LET’S TALK Homosexualität

Chefredakteur Michi Cech im Gespräch mit Markus Hoffmann. Er ist verheiratet und Vater dreier Kinder, Psychologe, Theologe und Sexualberater und einer unserer Autoren auf Liebesfragen.online. Herr Hoffmann arbeitet als selbst Betroffener viel auch mit Menschen mit homosexuellen Empfindungen. Sein aktuell erschienenes Buch „Weil ich es will“ beinhaltet 39 echte Geschichten von echten Menschen, die über ihre homosexuelle Neigung berichten. Wir haben mit ihm über sein Buch, über Sexualität, Identität und den christlichen Glauben gesprochen.

Michi: Vor kurzem ist dein Buch erschienen mit fast 40 Lebensgeschichten von Menschen, die sich als homosexuell bezeichnen oder bezeichnet haben, die total ehrlich sind, auch auf den Bezug zum Glauben. Wie ist es dazu gekommen?

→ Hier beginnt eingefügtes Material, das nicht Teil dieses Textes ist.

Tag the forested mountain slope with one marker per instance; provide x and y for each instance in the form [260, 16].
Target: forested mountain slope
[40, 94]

Markus Hoffmann: Es gibt ja heute auch in der Kirche eine große Diskussion über das Thema. Und wir als Gruppe, die wir Homosexualität so ganz anders erleben, kommen in der Diskussion nicht vor, Menschen, die mit ihrer Empfindung kämpfen. Wenn man internationale Untersuchungen ansieht, dann sind es 1,5 bis 2,5 Prozent der Menschen, die rein homosexuell empfinden. Aber mehr als doppelt so viele stehen irgendwo dazwischen. Viele sagen, wenn man zu seiner Neigung steht, dann sind alle Probleme gelöst. Aber in Wirklichkeit geht es um ganz andere Probleme, die nicht thematisiert werden.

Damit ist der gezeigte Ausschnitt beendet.